Living Simply in the Hallam Diocese

It was really encouraging and inspiring to read about the Live Simply programme at St. Joseph’s Dinnington and Blessed William Richardson, Kiveton, in the last edition of Hallam News. It sounds so happy and creative as well as challenging. It inspired me to write about our own attempts at St. Vincent’s Crookes to take guidance from Cafod’s Live Simply advice, and from Pope Francis’ Laudato Si.

As at St. Joseph’s, our first efforts centred on the call to look at our natural surroundings. We couldn’t come together in church in the same way during the pandemic, so we began considering space outside where we might pray and meditate and enjoy God’s Creation. We started by saying a daily Rosary outside last year during the Season of Creation, and as September wore on, so grew the idea of getting a statue of Our Lady for the garden. We kept adding winter flowers and spring bulbs anywhere we could, and then came an outside crib for Christmas.  We had ‘Carols in the Car Park’ one evening –  a delight to be able to sing together safely. We used greenery from the hedges for an online Advent Wreath-making session. We took round pots of snowdrops and a candle to parishioners who were isolating at Candlemas. Children painted stones to place at the foot of the outside Crucifix in Holy Week. And we constructed a couple of vegetable and flower beds for children to sow in the Spring. They have watched their flowers grow and die, but the seeds are there to feed the winter birds, and to sow again next Spring. God is good.

Now that the building is in frequent use again, we are working on church housekeeping. Can we exchange our use of harmful cleaning products for greener versions? Use refillable containers to reduce plastic waste? Avoid single-use plastic altogether? Make sure we are recycling everything we can? Turn the heating down a degree? Share car use?

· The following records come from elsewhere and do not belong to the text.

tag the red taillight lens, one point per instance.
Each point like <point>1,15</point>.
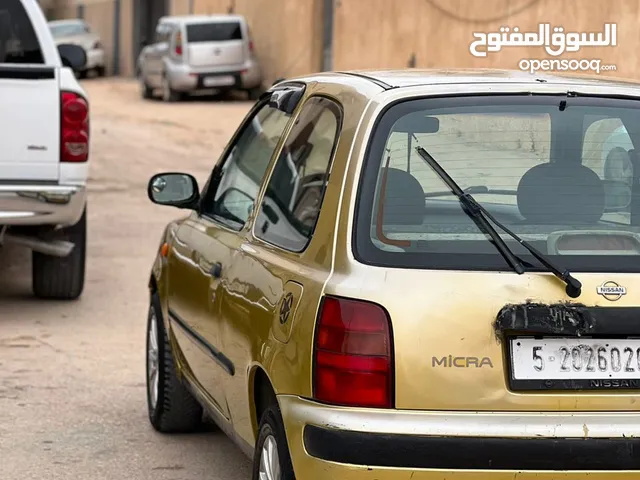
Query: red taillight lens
<point>74,128</point>
<point>178,44</point>
<point>352,355</point>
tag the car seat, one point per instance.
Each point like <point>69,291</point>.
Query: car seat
<point>566,194</point>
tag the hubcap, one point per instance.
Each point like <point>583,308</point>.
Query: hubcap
<point>269,460</point>
<point>152,360</point>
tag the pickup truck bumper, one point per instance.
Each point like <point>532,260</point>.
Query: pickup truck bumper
<point>59,205</point>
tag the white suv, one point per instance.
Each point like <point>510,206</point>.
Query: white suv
<point>200,52</point>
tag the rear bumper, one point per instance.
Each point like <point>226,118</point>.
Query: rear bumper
<point>185,78</point>
<point>350,444</point>
<point>41,204</point>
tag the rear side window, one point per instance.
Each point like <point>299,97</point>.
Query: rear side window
<point>293,198</point>
<point>214,32</point>
<point>18,41</point>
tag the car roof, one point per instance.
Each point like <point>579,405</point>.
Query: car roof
<point>202,18</point>
<point>67,21</point>
<point>388,79</point>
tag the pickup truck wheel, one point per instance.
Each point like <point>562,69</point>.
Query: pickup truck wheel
<point>62,278</point>
<point>172,408</point>
<point>271,458</point>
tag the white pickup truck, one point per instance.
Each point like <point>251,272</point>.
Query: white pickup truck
<point>44,150</point>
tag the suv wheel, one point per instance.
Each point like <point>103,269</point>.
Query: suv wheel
<point>172,408</point>
<point>271,459</point>
<point>168,93</point>
<point>62,278</point>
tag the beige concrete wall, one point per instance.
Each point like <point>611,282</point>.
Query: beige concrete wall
<point>386,33</point>
<point>287,33</point>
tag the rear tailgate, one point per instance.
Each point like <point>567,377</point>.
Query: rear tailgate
<point>216,44</point>
<point>29,101</point>
<point>30,123</point>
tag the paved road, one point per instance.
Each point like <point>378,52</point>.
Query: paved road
<point>72,395</point>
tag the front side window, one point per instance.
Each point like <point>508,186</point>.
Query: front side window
<point>294,194</point>
<point>559,177</point>
<point>18,40</point>
<point>231,196</point>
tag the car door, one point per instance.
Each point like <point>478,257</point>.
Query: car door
<point>154,53</point>
<point>206,245</point>
<point>275,272</point>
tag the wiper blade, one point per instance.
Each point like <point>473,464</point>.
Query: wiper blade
<point>480,214</point>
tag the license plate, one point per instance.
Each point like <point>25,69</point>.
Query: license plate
<point>218,81</point>
<point>587,362</point>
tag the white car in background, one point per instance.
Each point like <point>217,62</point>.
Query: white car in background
<point>78,32</point>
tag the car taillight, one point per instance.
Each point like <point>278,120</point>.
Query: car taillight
<point>178,49</point>
<point>74,128</point>
<point>353,354</point>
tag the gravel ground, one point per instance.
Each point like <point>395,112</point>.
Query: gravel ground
<point>72,391</point>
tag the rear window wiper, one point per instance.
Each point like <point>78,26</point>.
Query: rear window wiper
<point>480,215</point>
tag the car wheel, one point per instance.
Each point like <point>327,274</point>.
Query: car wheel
<point>271,459</point>
<point>168,93</point>
<point>172,408</point>
<point>62,278</point>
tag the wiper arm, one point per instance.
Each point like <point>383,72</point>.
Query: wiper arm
<point>480,214</point>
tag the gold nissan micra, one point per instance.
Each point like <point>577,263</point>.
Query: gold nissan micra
<point>410,275</point>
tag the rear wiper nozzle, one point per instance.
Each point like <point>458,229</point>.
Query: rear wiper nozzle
<point>480,215</point>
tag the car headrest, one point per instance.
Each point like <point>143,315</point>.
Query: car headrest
<point>404,199</point>
<point>553,193</point>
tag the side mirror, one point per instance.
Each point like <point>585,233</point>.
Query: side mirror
<point>174,189</point>
<point>72,56</point>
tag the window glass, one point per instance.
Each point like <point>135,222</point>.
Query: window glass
<point>245,167</point>
<point>294,194</point>
<point>18,41</point>
<point>562,179</point>
<point>213,32</point>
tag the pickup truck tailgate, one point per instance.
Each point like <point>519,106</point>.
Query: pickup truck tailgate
<point>29,123</point>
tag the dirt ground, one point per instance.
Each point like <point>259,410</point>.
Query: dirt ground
<point>72,381</point>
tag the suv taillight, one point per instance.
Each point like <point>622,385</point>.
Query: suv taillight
<point>178,49</point>
<point>74,128</point>
<point>353,354</point>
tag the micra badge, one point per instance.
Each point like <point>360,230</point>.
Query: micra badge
<point>611,291</point>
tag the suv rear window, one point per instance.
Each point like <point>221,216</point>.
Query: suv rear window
<point>561,178</point>
<point>214,32</point>
<point>18,41</point>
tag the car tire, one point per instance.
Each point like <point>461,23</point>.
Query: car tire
<point>62,278</point>
<point>171,406</point>
<point>272,451</point>
<point>168,93</point>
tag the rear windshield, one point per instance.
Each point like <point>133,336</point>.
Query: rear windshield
<point>561,177</point>
<point>214,32</point>
<point>18,41</point>
<point>66,29</point>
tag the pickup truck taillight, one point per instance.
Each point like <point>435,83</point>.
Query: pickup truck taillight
<point>74,128</point>
<point>353,363</point>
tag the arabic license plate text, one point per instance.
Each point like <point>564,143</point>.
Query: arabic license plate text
<point>221,81</point>
<point>575,358</point>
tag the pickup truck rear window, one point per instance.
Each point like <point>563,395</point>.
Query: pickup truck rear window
<point>18,40</point>
<point>214,32</point>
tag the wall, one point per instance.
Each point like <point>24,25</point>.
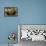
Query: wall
<point>29,12</point>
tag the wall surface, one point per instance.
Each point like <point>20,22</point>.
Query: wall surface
<point>29,12</point>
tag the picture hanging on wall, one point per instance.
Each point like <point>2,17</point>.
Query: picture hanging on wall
<point>10,11</point>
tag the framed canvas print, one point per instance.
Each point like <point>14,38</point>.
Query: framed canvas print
<point>32,32</point>
<point>10,11</point>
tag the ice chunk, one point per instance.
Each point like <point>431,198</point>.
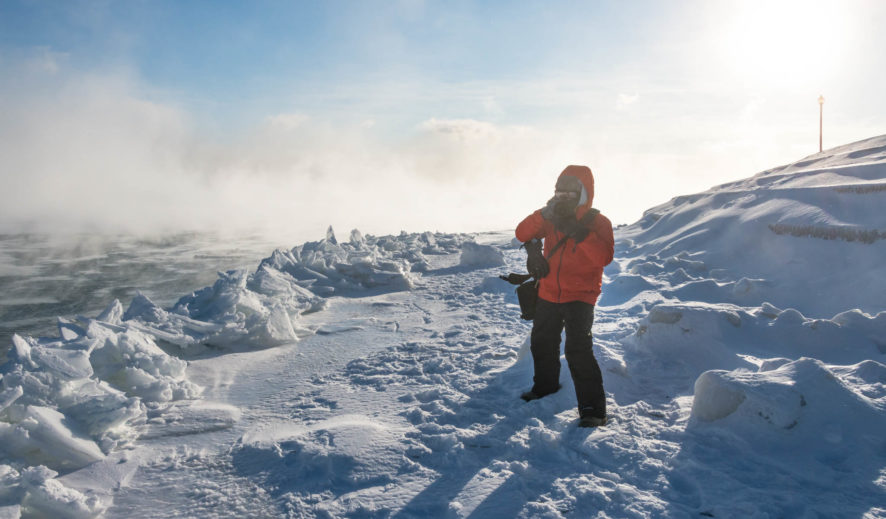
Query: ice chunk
<point>45,496</point>
<point>43,437</point>
<point>480,256</point>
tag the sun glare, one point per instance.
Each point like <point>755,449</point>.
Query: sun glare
<point>785,42</point>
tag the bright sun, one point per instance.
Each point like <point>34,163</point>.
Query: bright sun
<point>784,42</point>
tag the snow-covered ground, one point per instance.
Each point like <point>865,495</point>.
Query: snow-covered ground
<point>741,332</point>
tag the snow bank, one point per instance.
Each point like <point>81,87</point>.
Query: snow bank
<point>41,495</point>
<point>684,339</point>
<point>805,403</point>
<point>261,309</point>
<point>480,256</point>
<point>66,402</point>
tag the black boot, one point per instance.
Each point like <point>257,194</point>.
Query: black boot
<point>533,395</point>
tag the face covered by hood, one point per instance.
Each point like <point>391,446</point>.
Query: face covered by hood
<point>574,190</point>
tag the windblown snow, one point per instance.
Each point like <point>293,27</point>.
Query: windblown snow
<point>741,332</point>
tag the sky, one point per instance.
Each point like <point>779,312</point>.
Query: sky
<point>157,116</point>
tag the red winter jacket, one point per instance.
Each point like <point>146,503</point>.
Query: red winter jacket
<point>576,269</point>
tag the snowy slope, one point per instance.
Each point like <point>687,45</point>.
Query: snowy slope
<point>741,335</point>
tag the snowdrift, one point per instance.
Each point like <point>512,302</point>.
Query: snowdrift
<point>740,333</point>
<point>103,382</point>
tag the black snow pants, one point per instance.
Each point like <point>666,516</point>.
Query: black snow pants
<point>577,317</point>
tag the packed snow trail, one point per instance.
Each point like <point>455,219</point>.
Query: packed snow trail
<point>745,370</point>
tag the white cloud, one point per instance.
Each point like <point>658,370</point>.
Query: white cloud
<point>625,100</point>
<point>287,121</point>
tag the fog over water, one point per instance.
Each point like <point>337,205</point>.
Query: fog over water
<point>43,277</point>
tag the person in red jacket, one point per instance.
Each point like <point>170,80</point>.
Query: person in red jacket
<point>578,243</point>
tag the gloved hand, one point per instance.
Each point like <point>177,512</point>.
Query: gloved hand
<point>549,211</point>
<point>536,263</point>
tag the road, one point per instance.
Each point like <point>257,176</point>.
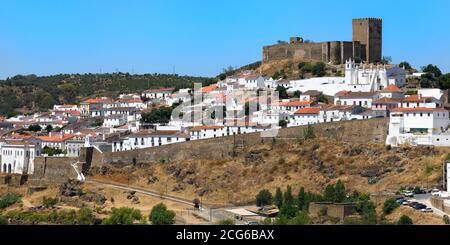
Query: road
<point>213,215</point>
<point>425,199</point>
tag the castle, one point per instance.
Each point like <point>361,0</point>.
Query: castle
<point>366,45</point>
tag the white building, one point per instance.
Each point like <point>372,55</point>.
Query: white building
<point>115,120</point>
<point>363,99</point>
<point>161,93</point>
<point>18,157</point>
<point>305,116</point>
<point>419,126</point>
<point>254,82</point>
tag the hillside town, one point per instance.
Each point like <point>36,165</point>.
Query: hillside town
<point>360,139</point>
<point>119,124</point>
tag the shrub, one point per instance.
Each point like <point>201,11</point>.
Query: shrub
<point>446,220</point>
<point>161,216</point>
<point>49,202</point>
<point>123,216</point>
<point>389,206</point>
<point>263,198</point>
<point>9,199</point>
<point>3,220</point>
<point>85,217</point>
<point>226,222</point>
<point>405,220</point>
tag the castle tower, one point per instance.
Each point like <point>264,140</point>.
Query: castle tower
<point>369,32</point>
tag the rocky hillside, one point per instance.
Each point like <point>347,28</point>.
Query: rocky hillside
<point>313,164</point>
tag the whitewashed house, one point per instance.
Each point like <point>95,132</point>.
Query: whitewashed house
<point>419,126</point>
<point>363,99</point>
<point>18,157</point>
<point>305,116</point>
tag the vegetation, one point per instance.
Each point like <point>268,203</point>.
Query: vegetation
<point>161,216</point>
<point>389,206</point>
<point>160,115</point>
<point>9,199</point>
<point>283,123</point>
<point>49,202</point>
<point>278,199</point>
<point>84,216</point>
<point>264,198</point>
<point>40,93</point>
<point>226,222</point>
<point>50,151</point>
<point>123,216</point>
<point>446,220</point>
<point>97,122</point>
<point>405,220</point>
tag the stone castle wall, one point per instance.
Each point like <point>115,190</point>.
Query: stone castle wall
<point>55,170</point>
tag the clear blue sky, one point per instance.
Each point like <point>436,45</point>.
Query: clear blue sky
<point>201,37</point>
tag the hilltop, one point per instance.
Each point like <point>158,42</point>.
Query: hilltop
<point>27,94</point>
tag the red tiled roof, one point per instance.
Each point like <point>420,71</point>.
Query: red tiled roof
<point>295,103</point>
<point>392,88</point>
<point>312,110</point>
<point>205,127</point>
<point>56,138</point>
<point>419,109</point>
<point>208,88</point>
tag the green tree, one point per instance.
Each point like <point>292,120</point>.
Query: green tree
<point>389,206</point>
<point>318,69</point>
<point>446,220</point>
<point>405,220</point>
<point>161,216</point>
<point>85,217</point>
<point>3,220</point>
<point>301,198</point>
<point>282,92</point>
<point>123,216</point>
<point>278,199</point>
<point>263,198</point>
<point>301,218</point>
<point>49,202</point>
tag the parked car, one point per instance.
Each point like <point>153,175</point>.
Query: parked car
<point>251,223</point>
<point>408,194</point>
<point>419,206</point>
<point>412,204</point>
<point>400,201</point>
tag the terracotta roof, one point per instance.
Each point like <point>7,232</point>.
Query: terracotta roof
<point>357,94</point>
<point>295,103</point>
<point>419,109</point>
<point>205,127</point>
<point>312,110</point>
<point>386,100</point>
<point>159,90</point>
<point>416,98</point>
<point>208,88</point>
<point>19,143</point>
<point>56,138</point>
<point>392,88</point>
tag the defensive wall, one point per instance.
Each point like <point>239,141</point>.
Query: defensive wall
<point>53,170</point>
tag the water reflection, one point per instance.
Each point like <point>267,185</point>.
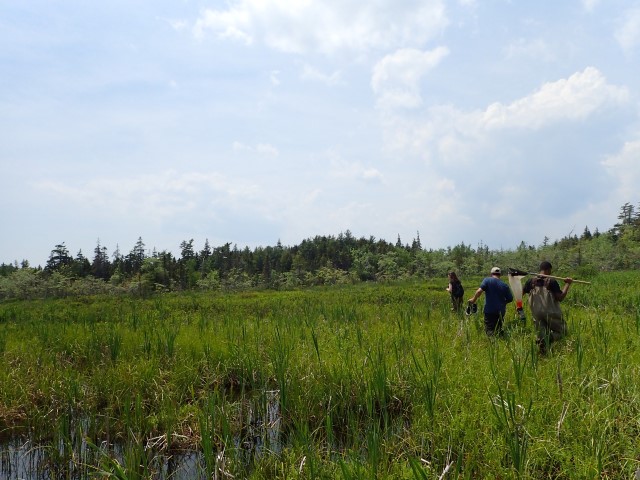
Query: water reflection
<point>73,457</point>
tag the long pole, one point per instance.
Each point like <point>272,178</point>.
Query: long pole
<point>558,278</point>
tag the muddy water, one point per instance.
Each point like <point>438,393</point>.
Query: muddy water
<point>23,459</point>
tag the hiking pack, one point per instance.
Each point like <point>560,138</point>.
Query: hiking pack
<point>458,289</point>
<point>542,301</point>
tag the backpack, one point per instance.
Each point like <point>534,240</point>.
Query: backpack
<point>458,290</point>
<point>542,301</point>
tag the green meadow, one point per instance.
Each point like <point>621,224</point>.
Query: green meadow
<point>361,381</point>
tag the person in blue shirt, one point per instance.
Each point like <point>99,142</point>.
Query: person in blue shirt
<point>498,294</point>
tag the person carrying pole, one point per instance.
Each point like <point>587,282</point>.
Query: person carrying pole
<point>544,300</point>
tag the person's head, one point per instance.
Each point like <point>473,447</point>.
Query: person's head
<point>545,267</point>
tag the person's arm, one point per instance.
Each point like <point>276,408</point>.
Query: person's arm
<point>476,295</point>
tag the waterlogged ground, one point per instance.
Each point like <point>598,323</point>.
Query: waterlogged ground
<point>368,381</point>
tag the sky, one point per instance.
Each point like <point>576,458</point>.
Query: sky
<point>257,121</point>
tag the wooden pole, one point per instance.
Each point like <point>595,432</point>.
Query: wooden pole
<point>558,278</point>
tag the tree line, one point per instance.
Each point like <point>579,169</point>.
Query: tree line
<point>321,260</point>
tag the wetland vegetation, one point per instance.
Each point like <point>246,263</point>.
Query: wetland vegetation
<point>362,381</point>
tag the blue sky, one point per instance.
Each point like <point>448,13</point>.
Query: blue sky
<point>253,121</point>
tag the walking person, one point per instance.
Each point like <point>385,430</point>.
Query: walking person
<point>544,300</point>
<point>498,294</point>
<point>456,290</point>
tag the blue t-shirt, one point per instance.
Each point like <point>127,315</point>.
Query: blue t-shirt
<point>498,295</point>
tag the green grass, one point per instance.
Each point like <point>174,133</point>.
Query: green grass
<point>365,381</point>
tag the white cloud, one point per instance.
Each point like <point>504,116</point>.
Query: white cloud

We echo the thoughts expressed by St. Joseph’s that some efforts will be increasingly challenging, especially if they cause us or our loved ones inconvenience or expense, or mean giving up parts of our way of life that are dear to us. But we have our faith, we have prayer, and we have the Holy Spirit working within us. Please, it would be very encouraging to hear thoughts from other parishes. How can we join together in Hallam to ‘live simply, that others may live’?